Through complete serendipity it is Haruki Murakami week on Minnesota Reads. Christa reviewed What I Talk About When I Talk About Running earlier this week, and today I’m going to write about Kafka on the Shore.
Within the last year or so, I made a rule that if I’m not engaged in a book within the first 100 or so pages I was going to stop reading it. I bent the rule for Kafka on the Shore because it was picked by my Rock and Roll Bookclub for our September read. I cursed every page past 100 where I wasn’t engaged. I wondered where the story was going and if I’d ever care.
It’s a fantastical story about a fifteen-year-old boy, Kafka, on a quest, a mysterious accident in the 40s that left a man, Nakata, mentally incapacitated, and then there are the talking cats. It was tough going. Murakami is a beautiful and majestic writer, and a demanding one at that too. He forces you to bring it when you read this book. Every time I put Kafka down I was not sure I wanted to pick it up again. I just wasn’t engaged in the story.

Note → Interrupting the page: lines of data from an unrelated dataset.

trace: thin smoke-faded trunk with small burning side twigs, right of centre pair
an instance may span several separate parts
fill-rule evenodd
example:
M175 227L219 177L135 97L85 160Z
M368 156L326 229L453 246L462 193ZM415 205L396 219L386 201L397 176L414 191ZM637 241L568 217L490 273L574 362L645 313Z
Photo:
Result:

So Kafka’s a precocious young thing who runs away from home to avoid a mysterious prophecy his dad has made. Only, even though Murakami acts like it, it’s not such a big mystery, at least not for anyone familiar with the tale of Oedipus Rex. I gotta say, I wasn’t a big fan of Kafka as a character. I was much more interested in Nakata, the “dumb” (he refers to himself this way all the time) old man who was changed after a mysterious accident in the hills of Japan during WWII.
The story of each man is told in alternating chapters and while their stories start at two very different places, you know soon enough that Kafka and Nakata are bound to collide in a most unusual and mysterious way. Waiting for that collision is what will draw you through the last half of the book. You just gotta struggle through that first half which has a tendency toward repition and monotony to get to it. But it is worth the effort.

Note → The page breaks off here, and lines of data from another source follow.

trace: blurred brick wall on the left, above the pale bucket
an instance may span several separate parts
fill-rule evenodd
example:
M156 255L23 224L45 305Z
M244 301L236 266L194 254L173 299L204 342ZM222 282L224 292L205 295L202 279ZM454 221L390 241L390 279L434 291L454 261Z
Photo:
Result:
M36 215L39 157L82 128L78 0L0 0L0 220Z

Long about page 276 the book got really, really good and doesn’t stop being good. This is a case where perseverance pays off. And it paid off well for me. This is one of the rare books that I’m really glad that I read because it has changed my perspective on writing and storytelling.

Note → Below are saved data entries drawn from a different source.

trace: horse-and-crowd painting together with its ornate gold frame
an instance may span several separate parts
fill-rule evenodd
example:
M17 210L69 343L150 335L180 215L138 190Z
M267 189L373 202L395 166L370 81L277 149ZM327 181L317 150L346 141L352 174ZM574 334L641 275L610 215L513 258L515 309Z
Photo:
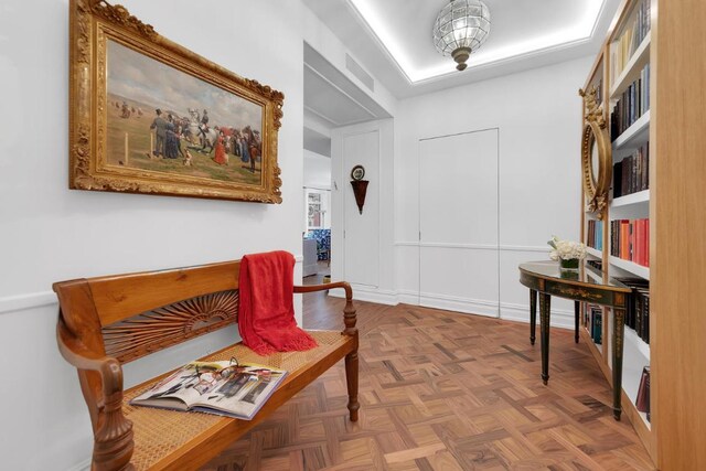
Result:
M280 92L124 7L69 8L69 188L281 203Z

Like I said earlier, Murakami makes you bring it. He leaves a lot of the story up to your personal interpretation. He makes you bring your own ideas to what is actually happening to Kafka and Nakata, and I really liked that. It takes a strong and confident writer to not spell everything out for the reader. If you’re the kind of reader who wants their story served up to them on a silver platter with a nice bow, this is not the book for you. But if you’re willing to challenge yourself, think about what might be fantasy, what might be reality, and how those two things intermingle, you’ll really enjoy Kafka on the Shore.